Now for a garden update. That little shelf greenhouse has worked wonders. I have spinach, marigold, all three varieties of tomatoes, stevia and eggplant seedlings up and thriving. I will have to transplant the spinach early next week. Oh, and some portulaca seedlings are poking their leaves out also. I didn't get any of those last year. We also stopped by the Home Depot store yesterday and got a 20 gal round garbage can with a locking lid which I converted into my new compost bin this morning. I drilled lines of 5/8 in holes in the sides for air and drainage. I can easily mix the contents by tipping it on its side and rolling it back and forth on the patio. I will wash out my two other (former) compost containers and repurpose them. We also found a small short-handled spade. A full sized long-handled spade would be too big to work in my 30 gal tubs and they are much big for working comfortably with a trowel. We are supposed to get clear weather over the weekend and I plan to get the trellis pieces put in so I can put up the plastic tents over the tubs. That should warm things up nicely.
Another bit of good news is that the first Social Security check came in. That did a lot to improve our mood here. There is something very corrosive about not being so short that the little pleasures are ruthlessly put aside to say nothing about larger pleasures. We can't go hog wild but we aren't looking at being nibbled to death and we can actually plan for different contingencies.

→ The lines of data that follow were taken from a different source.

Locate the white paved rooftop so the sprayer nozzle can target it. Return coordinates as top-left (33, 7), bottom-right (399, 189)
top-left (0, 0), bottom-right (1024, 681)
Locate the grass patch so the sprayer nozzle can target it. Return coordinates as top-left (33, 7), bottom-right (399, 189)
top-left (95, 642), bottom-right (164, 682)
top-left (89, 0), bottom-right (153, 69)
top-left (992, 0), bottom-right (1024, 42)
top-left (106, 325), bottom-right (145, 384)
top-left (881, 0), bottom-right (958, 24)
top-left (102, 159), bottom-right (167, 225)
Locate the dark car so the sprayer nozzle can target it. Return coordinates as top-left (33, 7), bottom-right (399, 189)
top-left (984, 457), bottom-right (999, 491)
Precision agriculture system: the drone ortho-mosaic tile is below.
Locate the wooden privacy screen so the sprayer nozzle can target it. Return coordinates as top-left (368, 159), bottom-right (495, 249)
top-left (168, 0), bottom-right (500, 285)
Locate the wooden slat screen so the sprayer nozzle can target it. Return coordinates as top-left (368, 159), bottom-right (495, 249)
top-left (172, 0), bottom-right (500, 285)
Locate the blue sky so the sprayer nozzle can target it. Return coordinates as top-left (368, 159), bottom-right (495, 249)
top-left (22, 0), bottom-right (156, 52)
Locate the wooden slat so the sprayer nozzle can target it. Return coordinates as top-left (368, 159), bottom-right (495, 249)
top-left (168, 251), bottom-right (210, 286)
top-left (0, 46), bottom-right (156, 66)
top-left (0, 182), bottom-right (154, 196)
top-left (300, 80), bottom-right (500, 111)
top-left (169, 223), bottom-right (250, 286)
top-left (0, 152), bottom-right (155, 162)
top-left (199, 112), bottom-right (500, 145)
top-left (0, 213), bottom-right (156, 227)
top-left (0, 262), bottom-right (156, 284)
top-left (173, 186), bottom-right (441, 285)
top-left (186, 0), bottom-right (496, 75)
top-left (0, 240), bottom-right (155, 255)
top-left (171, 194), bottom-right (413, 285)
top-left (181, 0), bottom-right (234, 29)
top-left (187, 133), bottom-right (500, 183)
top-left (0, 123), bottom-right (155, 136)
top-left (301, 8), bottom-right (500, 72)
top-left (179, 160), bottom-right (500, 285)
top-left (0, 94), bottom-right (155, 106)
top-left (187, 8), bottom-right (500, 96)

On the issues front--I found this blog by way of Elaine of Elaine's Place. The author makes a number of points that are really well taken and reflect many of my own thoughts. The whole process has been (and is) a total embarrassment. Worse that embarrassment is likely to continue when other contentious issues are considered (like financial reform and immigration reform). And, most of the more fundamental issues are not at all addressed. Who pays but not how much they pay. It obliquely deals with the cost of insurance to business and individual consumers but not in any way does it deal with the cost of the services that insurance is supposed to provide. Nor does it deal with a major problem--medical procedures and medications peddled to the general public many of whom will then pressure their doctors for those procedures or drugs. I recently saw a news story on 'what you shouldn't ask your doctor for.' People who go into the doctor and ask for an antibiotic are likely to get it even if the antibiotic is not effective for their condition. The author of the cited blog notes that many patients with back pain want MRIs even though for 98% of them it is useless. Think about how we are whipsawed between competing studies like the ones recently released on a couple of osteoporosis drugs; one claimed that the drugs might contribute to hip fractures in long term users (5+ years) followed within days by another claiming no such result. I will say that the news I saw did a decent job of indicating the shortcomings of BOTH studies.